On 16-inch alloy wheels and Goodyear Assurance tires, the ride is relatively accommodating of ruts and bumps in the road. Optional 17-inch wheels firm the ride up a little, but even then this still has one of the best rides in its class. There’s a sense of connection between the chassis and the road regardless of how bumpy it gets, though the shocks feel a little stiff over rapidly changing roads and the ride can get a little choppy at times.
Electronically power-assisted steering features – as is the norm – and is typically muted. Weighting on the wheel is very light but responses are quick and direct – trust in the front wheels’ mechanical grip, rather than driving by feel, and the Cruze performs admirably through a series of twists and turns. Push a little more and there’s an agile chassis with plenty grip, however any liveliness is quickly reeled in by an overly sharp stability control program.

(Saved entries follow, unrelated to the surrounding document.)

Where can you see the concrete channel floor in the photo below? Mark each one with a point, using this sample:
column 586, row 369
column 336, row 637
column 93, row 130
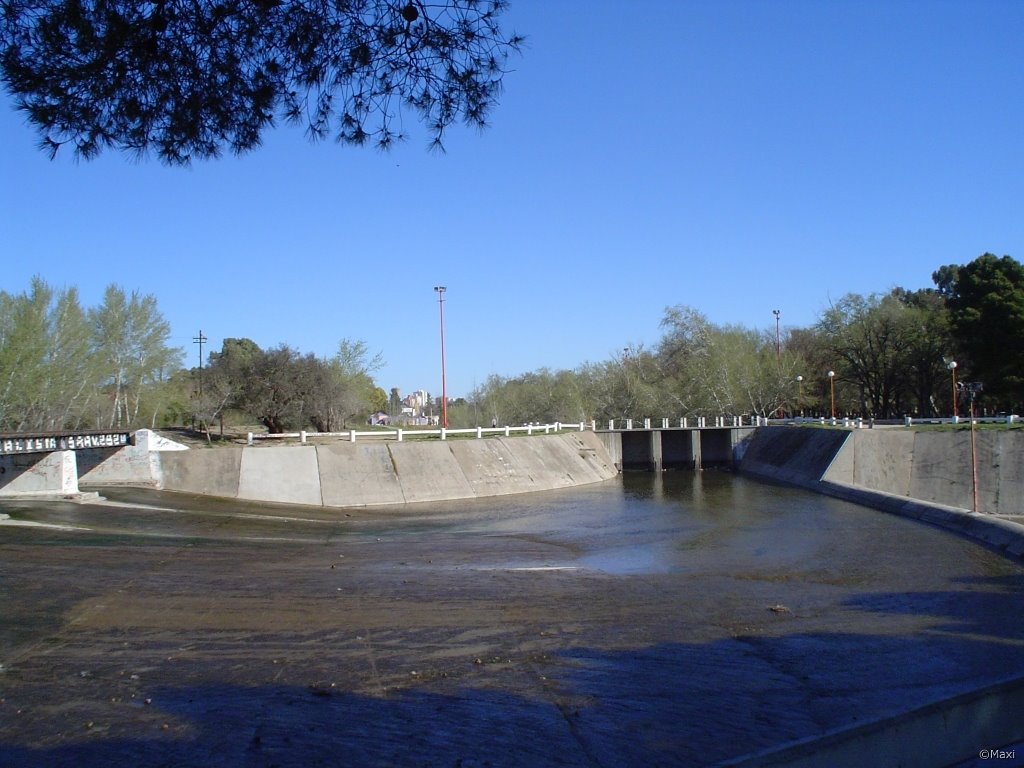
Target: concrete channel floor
column 262, row 637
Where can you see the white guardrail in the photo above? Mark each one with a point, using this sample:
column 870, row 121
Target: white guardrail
column 700, row 422
column 401, row 434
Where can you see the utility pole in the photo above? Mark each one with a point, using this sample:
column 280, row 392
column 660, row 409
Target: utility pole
column 201, row 340
column 778, row 338
column 440, row 304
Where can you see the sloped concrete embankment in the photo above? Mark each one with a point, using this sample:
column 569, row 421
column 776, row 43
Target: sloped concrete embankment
column 924, row 475
column 927, row 476
column 345, row 474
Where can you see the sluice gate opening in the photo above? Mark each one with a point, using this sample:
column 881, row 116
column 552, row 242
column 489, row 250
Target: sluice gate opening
column 657, row 450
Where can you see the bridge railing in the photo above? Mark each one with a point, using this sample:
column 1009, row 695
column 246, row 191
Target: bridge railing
column 906, row 421
column 353, row 435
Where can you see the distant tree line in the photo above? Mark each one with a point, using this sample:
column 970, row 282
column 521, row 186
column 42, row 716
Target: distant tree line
column 282, row 388
column 890, row 353
column 67, row 367
column 64, row 366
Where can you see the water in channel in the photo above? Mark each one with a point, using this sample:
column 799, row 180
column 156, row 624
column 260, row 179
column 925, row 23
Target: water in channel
column 676, row 619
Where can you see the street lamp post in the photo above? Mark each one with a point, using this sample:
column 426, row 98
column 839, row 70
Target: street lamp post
column 952, row 369
column 832, row 388
column 440, row 304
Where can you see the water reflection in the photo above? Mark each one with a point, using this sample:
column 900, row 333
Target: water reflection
column 674, row 619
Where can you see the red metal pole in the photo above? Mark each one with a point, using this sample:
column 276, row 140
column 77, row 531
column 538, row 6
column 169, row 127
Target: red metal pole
column 974, row 459
column 440, row 303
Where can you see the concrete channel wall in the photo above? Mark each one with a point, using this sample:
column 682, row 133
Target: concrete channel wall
column 344, row 474
column 924, row 475
column 927, row 476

The default engine choice is a 1.4-liter turbo gasoline motor with 153 horsepower and 177 lb-ft of torque. Drive goes to the front wheels through a standard 6-speed manual, with optional 6-speed automatic. Performance from the 1.4 is sub-par, tapering off before it ever really gets going, though the manual is fun. But there’s a more frugal, more torquey diesel option (sedan only) – a 1.6-liter turbo-diesel with 137hp and 240 lb-ft, which uses either a 6-speed manual or 9-speed auto to drive the front wheels, while delivering 52 MPG on the highway according to the EPA.
In lower trims, standard kit is pretty skimpy. Move up the trim levels though and you’ll eventually have access to an optional 9-speaker Bose audio system, climate control, keyless entry, power seat adjustment, cruise control, a rear view camera, and heated leather seats. 10 airbags are standard across the range, with ABS, and stability control. The optional Driver Confidence Package adds Rear Park Assist, Side Blind Zone Alert with Lane Change Alert, and Rear Cross-Traffic Alert. Forward collision warning, lane departure warning, and lane keep assist feature with the Driver Confidence II package. The Cruze achieved 5 stars in NHTSA crash tests.
With Volkswagen ditching diesel, the Cruze has stepped in to fill the void. The sedan offers a stylish package, frugal economy, and decent performance – but lacks on standard creature comforts without a few optional extras. The 1.4-turbo offers middle of the road performance, but comes in a hatchback.